Define $\displaystyle f:x\mapsto \sqrt{x}-\ln(x)$.

There is a minimum when $\displaystyle f'(x)=0$ i.e $\displaystyle \frac{\sqrt{x}-2}{2x}=0\Rightarrow x=4$.

:) - May 1st 2009, 10:01 AMadhyeta
- May 1st 2009, 10:07 AMderfleurer
Your minimum value is going to occur at all x such that f'(x)=0 when f'(x - a) < 0 and f'(x + a) > 0.

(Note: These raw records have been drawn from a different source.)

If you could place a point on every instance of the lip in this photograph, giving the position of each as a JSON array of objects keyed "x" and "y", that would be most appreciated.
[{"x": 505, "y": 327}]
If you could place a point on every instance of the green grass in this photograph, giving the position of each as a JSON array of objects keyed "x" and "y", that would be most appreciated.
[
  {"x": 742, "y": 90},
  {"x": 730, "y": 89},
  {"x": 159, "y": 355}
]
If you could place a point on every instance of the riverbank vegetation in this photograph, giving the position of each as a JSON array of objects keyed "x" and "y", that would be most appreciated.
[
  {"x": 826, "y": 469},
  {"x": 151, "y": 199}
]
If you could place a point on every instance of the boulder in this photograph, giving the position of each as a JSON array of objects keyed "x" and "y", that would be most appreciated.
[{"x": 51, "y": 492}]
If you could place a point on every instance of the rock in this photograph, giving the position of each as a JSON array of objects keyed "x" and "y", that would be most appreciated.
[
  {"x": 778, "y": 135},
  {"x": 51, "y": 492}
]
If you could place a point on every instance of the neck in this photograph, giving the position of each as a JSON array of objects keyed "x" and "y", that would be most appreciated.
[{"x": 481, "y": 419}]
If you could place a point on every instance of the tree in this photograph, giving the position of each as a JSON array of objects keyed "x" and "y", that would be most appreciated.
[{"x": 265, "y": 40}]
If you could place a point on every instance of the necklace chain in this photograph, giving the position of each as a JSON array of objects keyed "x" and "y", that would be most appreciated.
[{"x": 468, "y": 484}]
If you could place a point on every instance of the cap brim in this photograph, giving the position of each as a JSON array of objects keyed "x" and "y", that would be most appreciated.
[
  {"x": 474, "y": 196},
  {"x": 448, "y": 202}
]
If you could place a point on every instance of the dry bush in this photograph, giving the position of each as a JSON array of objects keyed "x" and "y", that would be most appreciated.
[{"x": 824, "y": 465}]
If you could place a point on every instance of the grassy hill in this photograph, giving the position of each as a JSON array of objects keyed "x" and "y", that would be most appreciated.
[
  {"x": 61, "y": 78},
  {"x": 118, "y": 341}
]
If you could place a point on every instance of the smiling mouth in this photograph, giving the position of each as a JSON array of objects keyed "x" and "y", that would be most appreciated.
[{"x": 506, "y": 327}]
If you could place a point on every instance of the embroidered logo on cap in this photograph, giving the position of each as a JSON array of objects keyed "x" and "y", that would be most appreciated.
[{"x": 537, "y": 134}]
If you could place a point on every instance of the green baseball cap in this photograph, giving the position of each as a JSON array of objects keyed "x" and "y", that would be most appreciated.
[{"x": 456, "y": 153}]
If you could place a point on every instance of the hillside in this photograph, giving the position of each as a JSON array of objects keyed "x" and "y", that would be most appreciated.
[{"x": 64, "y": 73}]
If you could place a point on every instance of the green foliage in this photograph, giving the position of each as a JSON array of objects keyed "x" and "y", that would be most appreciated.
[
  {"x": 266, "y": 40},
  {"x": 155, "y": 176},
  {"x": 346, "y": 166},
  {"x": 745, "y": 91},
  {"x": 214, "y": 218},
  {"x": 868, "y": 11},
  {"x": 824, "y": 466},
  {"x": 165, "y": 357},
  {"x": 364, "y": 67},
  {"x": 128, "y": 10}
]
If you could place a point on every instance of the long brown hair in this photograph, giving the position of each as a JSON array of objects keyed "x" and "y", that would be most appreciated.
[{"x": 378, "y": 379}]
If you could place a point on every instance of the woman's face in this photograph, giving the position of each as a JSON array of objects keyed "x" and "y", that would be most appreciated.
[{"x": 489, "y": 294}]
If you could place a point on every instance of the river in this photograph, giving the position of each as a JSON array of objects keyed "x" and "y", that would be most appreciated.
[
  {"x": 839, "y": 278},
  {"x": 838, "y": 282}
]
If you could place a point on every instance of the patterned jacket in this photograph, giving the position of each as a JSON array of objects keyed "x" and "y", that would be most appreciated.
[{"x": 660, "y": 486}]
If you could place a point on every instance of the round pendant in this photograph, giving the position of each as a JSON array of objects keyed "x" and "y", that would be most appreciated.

$\displaystyle f(x) = \sqrt x - lnx$

$\displaystyle f'(x) = \frac{1}{2\sqrt x} - \frac{1}{x} = \frac{\sqrt x - 2}{x}$

$\displaystyle \sqrt x - 2 = 0$ @ $\displaystyle x = 4$

Go ahead and test it, but i'll just guaruntee you it's a min, so:

Min value: $\displaystyle \sqrt 4 - ln4$

x at which it occurs: $\displaystyle x = 4$

Now how do we provide $\displaystyle \sqrt x > lnx$ for all $\displaystyle x > 0$?

Well, our minimum is giving us a point when x^(1/2) and lnx are closest (being the lowest y on the graph, we must have the smallest difference between the functions). So if we test x=4 for both functions individually and find that one is greater than the other, we've proved this. - May 1st 2009, 06:45 PMRaidan
thnx..

- May 1st 2009, 06:49 PMRaidan
**Ahh I see...,I got another question relating to this one,How would I use this question to find a suitable comparison to show that**

**∞**

∑ ln n/n^2

**n=1**

converges or diverges...I believe it converges..but Iam not sure...(Shake)

- May 2nd 2009, 03:49 AMHallsofIvy
n/n^2= 1/n, doesn't it?

- May 2nd 2009, 09:40 PMRaidan
**its actually ln(n)/n^2...a suitable comparison to show that this converges or diverges using the first question above...**